好不容易是小驴儿知道的事情,当然要点头喽。
“那你们肯定不知道涿郡的登闻鼓不是这个年轻人敲的,是他的阿耶。这个年轻人叫牛良,他阿耶叫牛大力,世世代代都是种地的。
“但是自从成云做了典客,牛良家里的地就被典客成云的叔叔成环给占了。没有了地,只能给成环打工。可是收了许多粮食,成环只分下来一小点儿,剩下的全部都堆在成家的粮仓里。
“早几年还好,分下来的粮食虽然不够吃,但是好歹能让牛良一家过活。可前几年又是旱又是涝的,收成很不好,成环分下来的粮食就更少了,根本不够吃。涿郡里这样的不止牛良一家,几年下来,村村都饿死了大半,基本上都是干不了太多活的家。
“原先牛良家里也还好,牛良和牛大力都是种田的一把好手,结果今年偏偏牛大力腰出了问题,只能歇在家里,于是就只有牛良还能去干活了。但牛良再能干,毕竟也就一个人,家里却有三张嘴等着吃饭,实在顾不过来。牛良的阿娘就是这时候饿死的。
“死了媳妇的牛大力腰没好,什么也做不了,只能去涿郡的官府告状,行了村子里的秀才写了状纸。临走之前,村子里那些有冤无处伸的人家,人人咬了指头,会写字的写名,不会写字的画个圈。”

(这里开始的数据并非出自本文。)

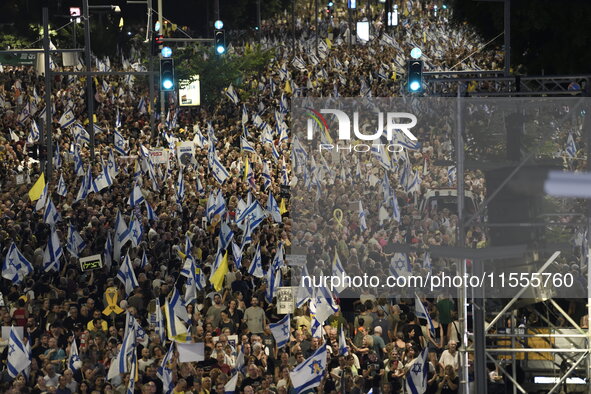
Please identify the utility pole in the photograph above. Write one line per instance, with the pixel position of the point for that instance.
(293, 28)
(507, 24)
(463, 291)
(162, 95)
(316, 24)
(88, 62)
(48, 112)
(151, 71)
(258, 20)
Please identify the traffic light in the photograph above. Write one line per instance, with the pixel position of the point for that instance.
(166, 75)
(219, 41)
(157, 40)
(415, 76)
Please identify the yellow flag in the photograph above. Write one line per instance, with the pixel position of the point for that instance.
(217, 278)
(287, 87)
(177, 331)
(111, 295)
(245, 171)
(282, 208)
(37, 188)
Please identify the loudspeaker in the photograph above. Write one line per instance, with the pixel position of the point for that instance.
(514, 129)
(519, 201)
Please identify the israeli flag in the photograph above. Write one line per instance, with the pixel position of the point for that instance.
(75, 243)
(15, 266)
(308, 374)
(231, 94)
(451, 175)
(108, 252)
(210, 206)
(427, 262)
(416, 378)
(244, 114)
(136, 232)
(247, 236)
(67, 119)
(245, 146)
(278, 261)
(254, 212)
(256, 268)
(81, 136)
(74, 362)
(118, 120)
(178, 306)
(273, 208)
(78, 163)
(19, 358)
(102, 180)
(112, 165)
(85, 185)
(283, 104)
(51, 215)
(338, 271)
(180, 188)
(121, 236)
(220, 204)
(343, 349)
(61, 187)
(218, 170)
(362, 222)
(230, 387)
(42, 201)
(142, 106)
(127, 348)
(120, 143)
(305, 293)
(136, 197)
(421, 313)
(226, 235)
(150, 212)
(127, 276)
(160, 328)
(165, 373)
(571, 148)
(400, 265)
(52, 253)
(34, 133)
(237, 255)
(191, 282)
(273, 282)
(57, 157)
(280, 331)
(266, 176)
(322, 305)
(395, 208)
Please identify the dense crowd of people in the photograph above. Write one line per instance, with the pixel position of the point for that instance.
(185, 213)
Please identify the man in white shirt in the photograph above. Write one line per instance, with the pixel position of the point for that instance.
(450, 356)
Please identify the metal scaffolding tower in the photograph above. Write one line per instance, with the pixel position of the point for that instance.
(504, 350)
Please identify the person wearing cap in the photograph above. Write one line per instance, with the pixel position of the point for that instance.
(97, 323)
(373, 370)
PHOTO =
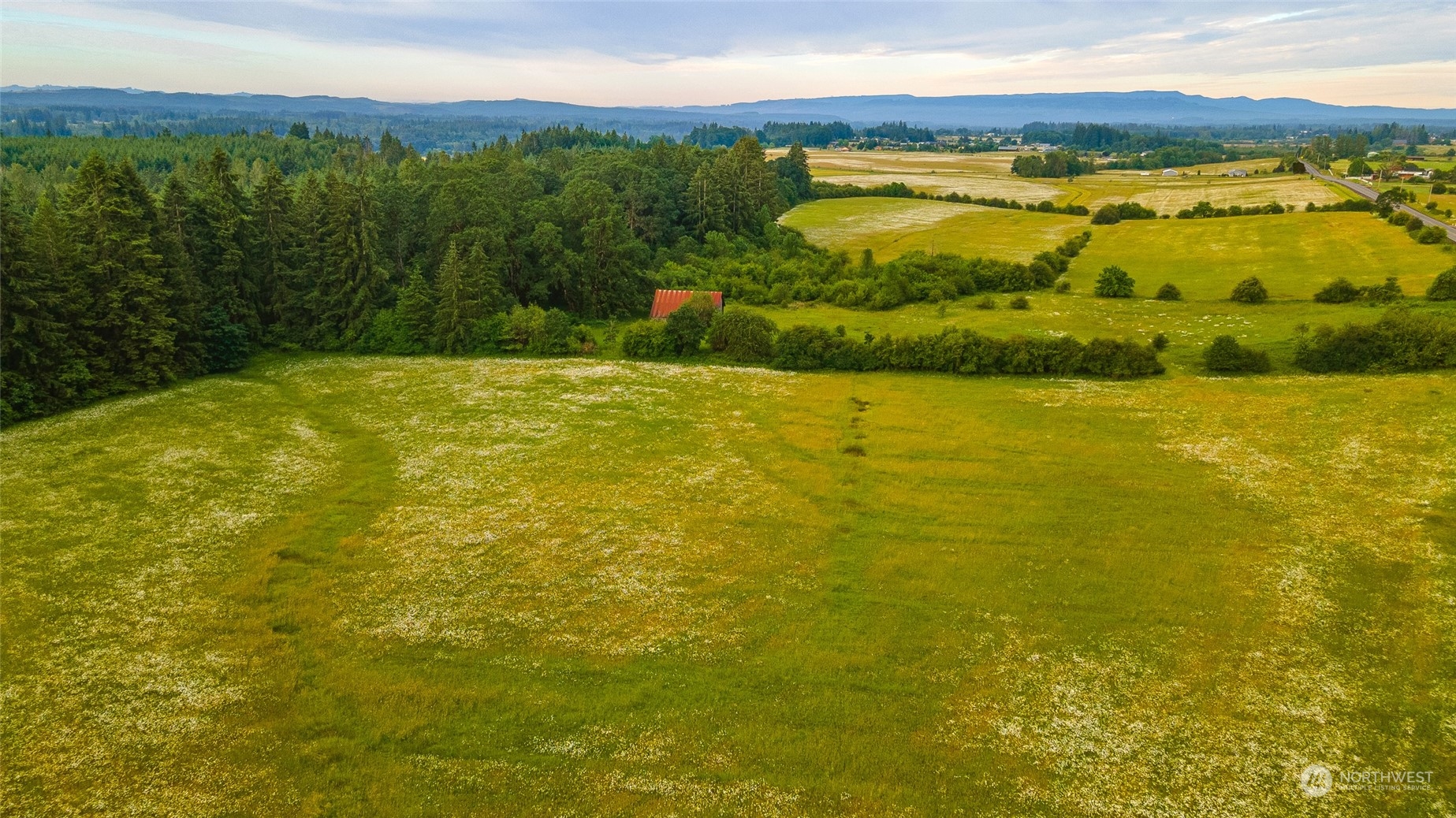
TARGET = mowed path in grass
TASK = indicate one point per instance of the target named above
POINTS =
(440, 587)
(893, 228)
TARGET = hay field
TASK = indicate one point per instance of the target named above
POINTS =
(989, 175)
(338, 586)
(892, 228)
(1294, 255)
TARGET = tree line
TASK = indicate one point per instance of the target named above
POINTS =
(113, 284)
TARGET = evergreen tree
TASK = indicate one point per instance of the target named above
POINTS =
(457, 303)
(180, 277)
(352, 283)
(274, 247)
(417, 312)
(134, 335)
(34, 344)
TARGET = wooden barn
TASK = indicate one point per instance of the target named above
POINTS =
(666, 302)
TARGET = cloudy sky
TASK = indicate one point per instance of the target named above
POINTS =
(718, 53)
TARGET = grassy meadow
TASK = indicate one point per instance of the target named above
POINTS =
(989, 175)
(340, 586)
(893, 228)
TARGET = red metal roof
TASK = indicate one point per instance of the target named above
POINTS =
(666, 302)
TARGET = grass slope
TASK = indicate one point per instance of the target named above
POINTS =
(434, 587)
(893, 228)
(1294, 255)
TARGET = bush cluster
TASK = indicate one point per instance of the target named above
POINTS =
(1399, 341)
(1249, 292)
(1445, 287)
(1114, 283)
(743, 336)
(1124, 211)
(1227, 355)
(1205, 210)
(1342, 292)
(964, 351)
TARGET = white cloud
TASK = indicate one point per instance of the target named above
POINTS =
(708, 53)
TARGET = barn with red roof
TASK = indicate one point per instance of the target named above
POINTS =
(666, 302)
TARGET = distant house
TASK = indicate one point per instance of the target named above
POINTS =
(666, 302)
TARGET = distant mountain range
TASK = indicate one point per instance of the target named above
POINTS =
(973, 111)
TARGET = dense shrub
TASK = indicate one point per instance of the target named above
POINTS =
(743, 336)
(1430, 235)
(1114, 283)
(1249, 292)
(1124, 211)
(966, 352)
(1382, 293)
(1206, 210)
(646, 340)
(1399, 341)
(1227, 355)
(1445, 287)
(1339, 292)
(687, 323)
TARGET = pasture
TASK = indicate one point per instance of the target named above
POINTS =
(989, 175)
(893, 228)
(1294, 254)
(335, 586)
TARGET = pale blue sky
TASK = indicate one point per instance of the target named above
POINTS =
(715, 53)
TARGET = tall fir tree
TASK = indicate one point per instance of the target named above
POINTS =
(352, 283)
(457, 303)
(121, 270)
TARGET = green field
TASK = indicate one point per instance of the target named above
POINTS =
(893, 228)
(345, 586)
(1189, 325)
(989, 175)
(1294, 255)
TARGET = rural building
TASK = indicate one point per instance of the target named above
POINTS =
(666, 302)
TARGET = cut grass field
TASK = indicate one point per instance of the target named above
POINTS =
(1189, 325)
(1294, 255)
(989, 175)
(893, 228)
(338, 586)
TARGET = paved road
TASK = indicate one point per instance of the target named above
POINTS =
(1369, 194)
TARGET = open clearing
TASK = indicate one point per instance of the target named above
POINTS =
(434, 587)
(1294, 255)
(893, 228)
(989, 175)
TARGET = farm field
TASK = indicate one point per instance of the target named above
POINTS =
(1294, 254)
(893, 228)
(989, 175)
(1189, 325)
(431, 587)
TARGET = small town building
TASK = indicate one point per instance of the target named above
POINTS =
(667, 302)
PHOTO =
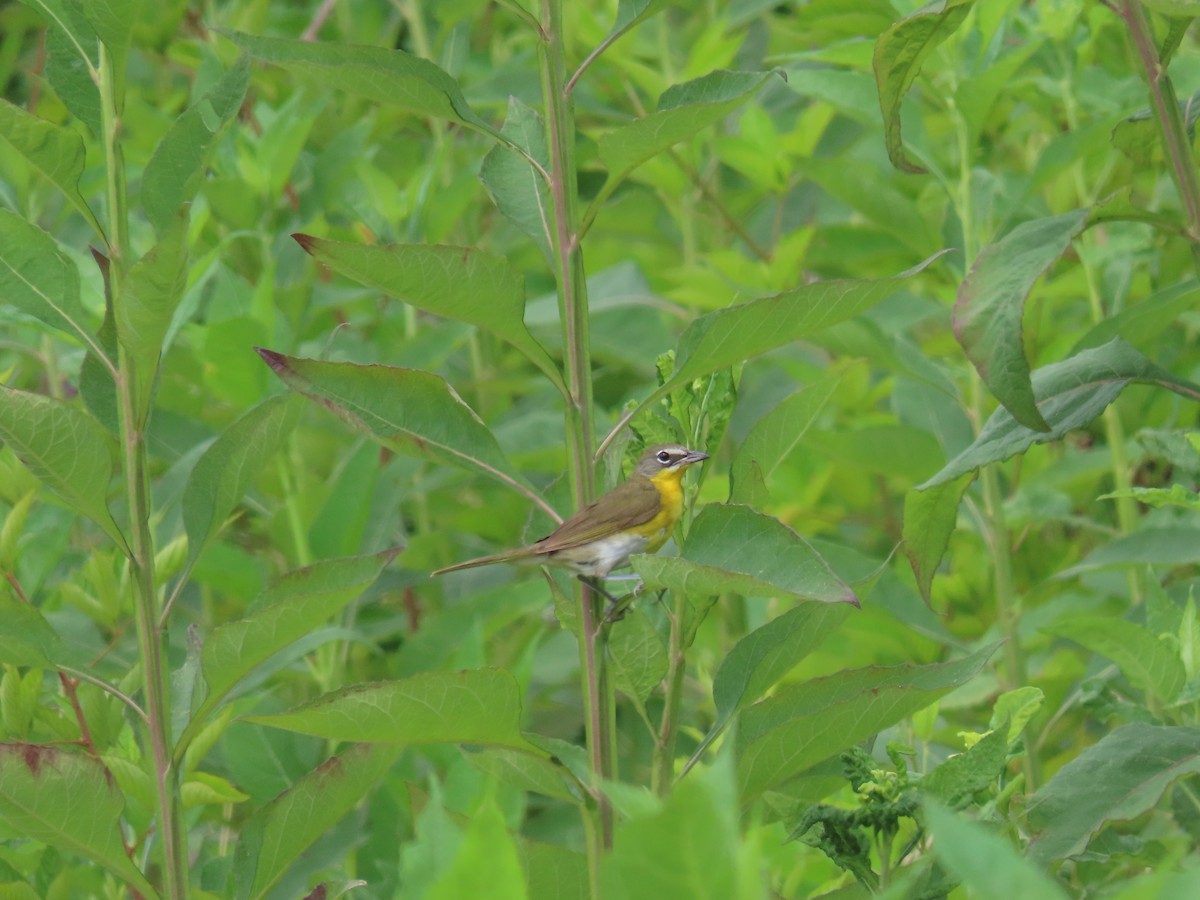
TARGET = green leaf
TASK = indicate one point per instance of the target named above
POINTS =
(899, 54)
(399, 406)
(1071, 394)
(773, 438)
(987, 864)
(27, 639)
(39, 280)
(477, 706)
(1150, 663)
(957, 780)
(66, 801)
(929, 520)
(486, 863)
(639, 657)
(279, 834)
(991, 300)
(457, 282)
(1119, 778)
(765, 655)
(688, 849)
(385, 76)
(684, 109)
(804, 724)
(53, 150)
(148, 299)
(295, 605)
(65, 448)
(516, 187)
(229, 466)
(732, 549)
(177, 169)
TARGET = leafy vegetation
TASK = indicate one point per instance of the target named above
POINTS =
(300, 303)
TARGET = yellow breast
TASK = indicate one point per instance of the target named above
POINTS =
(658, 529)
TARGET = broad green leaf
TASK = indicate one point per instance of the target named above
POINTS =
(991, 300)
(148, 298)
(775, 436)
(1119, 778)
(1141, 323)
(177, 169)
(929, 520)
(985, 863)
(457, 282)
(1071, 394)
(957, 780)
(297, 604)
(1150, 663)
(65, 448)
(229, 466)
(69, 802)
(39, 280)
(52, 149)
(639, 657)
(385, 76)
(804, 724)
(684, 109)
(516, 187)
(899, 54)
(760, 659)
(475, 706)
(486, 863)
(528, 772)
(276, 837)
(400, 406)
(735, 550)
(27, 639)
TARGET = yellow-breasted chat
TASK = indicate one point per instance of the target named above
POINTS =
(636, 516)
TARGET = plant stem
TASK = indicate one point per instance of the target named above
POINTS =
(573, 307)
(137, 486)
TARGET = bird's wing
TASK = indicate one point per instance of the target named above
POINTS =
(628, 505)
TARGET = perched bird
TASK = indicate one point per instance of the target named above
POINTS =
(636, 516)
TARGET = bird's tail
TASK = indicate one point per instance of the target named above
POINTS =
(509, 556)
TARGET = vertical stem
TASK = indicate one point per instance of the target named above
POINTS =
(137, 486)
(573, 307)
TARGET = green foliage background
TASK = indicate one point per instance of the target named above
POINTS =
(917, 277)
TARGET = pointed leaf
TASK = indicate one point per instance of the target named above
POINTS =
(385, 76)
(276, 837)
(229, 466)
(177, 169)
(65, 448)
(297, 604)
(991, 300)
(39, 280)
(457, 282)
(1150, 663)
(1071, 394)
(1120, 778)
(988, 865)
(516, 187)
(52, 149)
(684, 109)
(929, 520)
(66, 801)
(736, 550)
(399, 406)
(477, 706)
(804, 724)
(899, 54)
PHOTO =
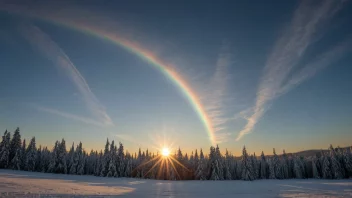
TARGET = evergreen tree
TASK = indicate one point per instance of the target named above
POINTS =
(335, 164)
(120, 160)
(263, 167)
(255, 166)
(53, 158)
(112, 164)
(45, 160)
(5, 150)
(16, 160)
(272, 174)
(247, 169)
(70, 158)
(326, 167)
(31, 155)
(61, 166)
(298, 168)
(316, 174)
(227, 165)
(285, 166)
(200, 171)
(23, 155)
(98, 167)
(129, 168)
(38, 159)
(105, 160)
(347, 157)
(15, 143)
(277, 166)
(79, 160)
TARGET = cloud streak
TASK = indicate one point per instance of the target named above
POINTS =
(215, 93)
(53, 52)
(287, 53)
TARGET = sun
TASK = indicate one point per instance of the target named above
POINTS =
(165, 152)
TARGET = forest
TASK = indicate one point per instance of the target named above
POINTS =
(113, 161)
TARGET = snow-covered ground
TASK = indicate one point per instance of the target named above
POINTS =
(31, 184)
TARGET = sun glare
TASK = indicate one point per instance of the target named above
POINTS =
(165, 152)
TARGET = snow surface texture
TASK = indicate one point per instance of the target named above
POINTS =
(32, 184)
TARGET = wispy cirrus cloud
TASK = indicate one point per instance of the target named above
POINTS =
(215, 93)
(53, 52)
(69, 116)
(287, 53)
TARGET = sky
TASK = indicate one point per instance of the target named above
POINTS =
(189, 74)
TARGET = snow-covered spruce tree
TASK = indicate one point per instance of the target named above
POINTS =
(70, 158)
(200, 173)
(347, 157)
(326, 166)
(255, 166)
(105, 161)
(128, 171)
(45, 161)
(120, 161)
(138, 164)
(227, 165)
(297, 168)
(335, 164)
(112, 164)
(246, 166)
(285, 165)
(271, 169)
(5, 150)
(23, 155)
(16, 160)
(263, 167)
(195, 162)
(90, 164)
(218, 157)
(213, 165)
(53, 158)
(81, 159)
(179, 168)
(31, 155)
(61, 166)
(277, 166)
(98, 167)
(38, 159)
(315, 172)
(15, 144)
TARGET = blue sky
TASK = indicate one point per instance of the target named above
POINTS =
(269, 74)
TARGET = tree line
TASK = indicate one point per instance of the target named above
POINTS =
(336, 163)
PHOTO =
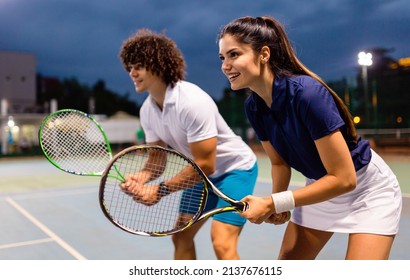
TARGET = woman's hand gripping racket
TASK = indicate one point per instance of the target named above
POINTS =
(74, 142)
(164, 192)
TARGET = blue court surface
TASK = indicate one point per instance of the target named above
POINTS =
(46, 214)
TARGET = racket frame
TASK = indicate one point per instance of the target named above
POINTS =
(40, 137)
(235, 205)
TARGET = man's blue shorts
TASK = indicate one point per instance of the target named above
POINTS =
(236, 184)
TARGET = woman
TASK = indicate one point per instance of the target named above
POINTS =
(303, 124)
(181, 115)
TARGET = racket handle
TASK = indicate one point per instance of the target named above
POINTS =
(288, 216)
(245, 206)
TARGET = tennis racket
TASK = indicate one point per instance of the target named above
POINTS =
(75, 143)
(172, 192)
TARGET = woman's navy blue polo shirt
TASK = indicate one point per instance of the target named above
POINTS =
(302, 111)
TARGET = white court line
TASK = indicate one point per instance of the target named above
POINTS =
(26, 243)
(46, 230)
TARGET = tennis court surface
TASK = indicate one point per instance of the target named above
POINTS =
(46, 214)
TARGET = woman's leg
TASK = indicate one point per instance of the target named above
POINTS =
(365, 246)
(301, 243)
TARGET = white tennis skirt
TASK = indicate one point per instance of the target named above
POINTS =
(373, 207)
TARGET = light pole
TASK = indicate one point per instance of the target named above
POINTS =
(365, 60)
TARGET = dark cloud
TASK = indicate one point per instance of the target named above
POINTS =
(82, 38)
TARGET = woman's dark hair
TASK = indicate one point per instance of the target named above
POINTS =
(155, 52)
(266, 31)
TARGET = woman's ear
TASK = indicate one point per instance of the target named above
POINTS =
(265, 54)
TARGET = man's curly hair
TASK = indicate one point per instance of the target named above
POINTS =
(155, 52)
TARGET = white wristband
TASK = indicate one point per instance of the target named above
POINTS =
(283, 201)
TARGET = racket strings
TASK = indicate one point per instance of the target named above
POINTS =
(164, 216)
(75, 143)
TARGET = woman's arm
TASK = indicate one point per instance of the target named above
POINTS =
(340, 178)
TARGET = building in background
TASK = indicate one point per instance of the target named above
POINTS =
(18, 81)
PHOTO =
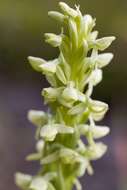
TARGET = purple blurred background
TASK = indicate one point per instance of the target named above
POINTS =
(22, 24)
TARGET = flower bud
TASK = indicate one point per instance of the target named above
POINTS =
(89, 23)
(37, 184)
(103, 43)
(60, 74)
(49, 67)
(35, 62)
(96, 151)
(53, 39)
(57, 16)
(96, 77)
(70, 156)
(104, 59)
(98, 109)
(48, 132)
(67, 10)
(51, 94)
(100, 131)
(73, 33)
(38, 118)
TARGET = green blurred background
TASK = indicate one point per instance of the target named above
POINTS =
(22, 25)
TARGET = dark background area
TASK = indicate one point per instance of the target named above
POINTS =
(22, 24)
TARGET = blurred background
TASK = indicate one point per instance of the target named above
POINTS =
(22, 24)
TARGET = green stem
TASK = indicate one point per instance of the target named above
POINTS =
(61, 177)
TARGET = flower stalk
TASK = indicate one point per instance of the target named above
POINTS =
(60, 149)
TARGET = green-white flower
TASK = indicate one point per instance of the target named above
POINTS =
(62, 154)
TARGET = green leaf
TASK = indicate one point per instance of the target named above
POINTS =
(97, 151)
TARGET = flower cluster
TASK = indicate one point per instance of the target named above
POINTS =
(60, 148)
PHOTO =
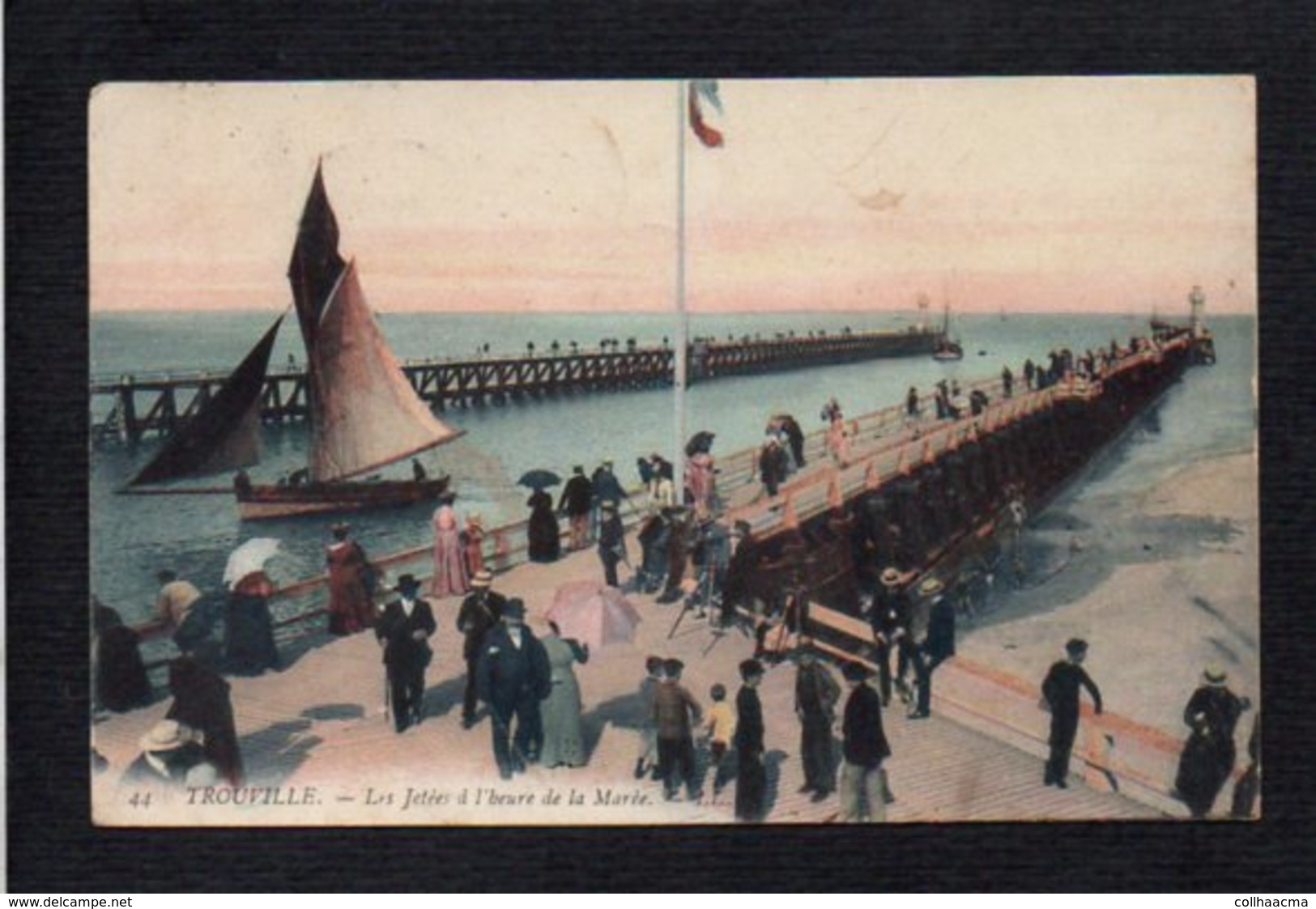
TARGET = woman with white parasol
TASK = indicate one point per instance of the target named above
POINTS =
(249, 646)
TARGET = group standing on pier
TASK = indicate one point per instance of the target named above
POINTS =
(690, 553)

“咦?这么多人受了欺负,为什么不能一起去治治这个成环呢?”
“傻,成环敢那么欺负人,远的,因为是典客的叔叔;近的,他把原来村子里的痞子集中起来,教他们练武。一帮老老实实的老百姓,怎么干得过乡间地痞?”昆杰喝了口热水,润润喉咙,一拍脑门,“死驴子,尽会打岔,我刚刚讲到了哪儿来着?”
“讲到去涿郡告状了。”真是,自己记性差,还赖别人,小驴儿决定不向小宫女们吹捧昆杰公公说书说得如何如何好了,哼!
“对对,这牛大力刚刚埋完媳妇就上涿郡了。官府外面不是有登闻鼓吗?牛大力力气大,就敲得鼓震天响。要说官官相护,真是不假。衙役们二话不说就把牛大力打了出来。牛大力那个气啊!又去敲鼓了,这去不要紧,刚刚拿到棒槌,牛大力就被抓进去了,进去就是四十大板,那是往死里打啊!这一顿板子就没挺过去,直接就断气了。听说官府直接就把牛大力扔了出来,还是他儿子牛良去收得尸,看到的人说,牛良当时眼睛里都像冒火,死死的盯着官府大门,半天也不肯走。
“这牛良也算是子承父业了,继续告。应该也是憋着一口气,听说是和几个同乡,一路把棺材抬过来的。不过年轻人毕竟脑子活,直接来了洛阳城,还跪在了李昶门口,这下怕是不能不管了。”昆杰不说了,因为往后的事情,他也不知道了。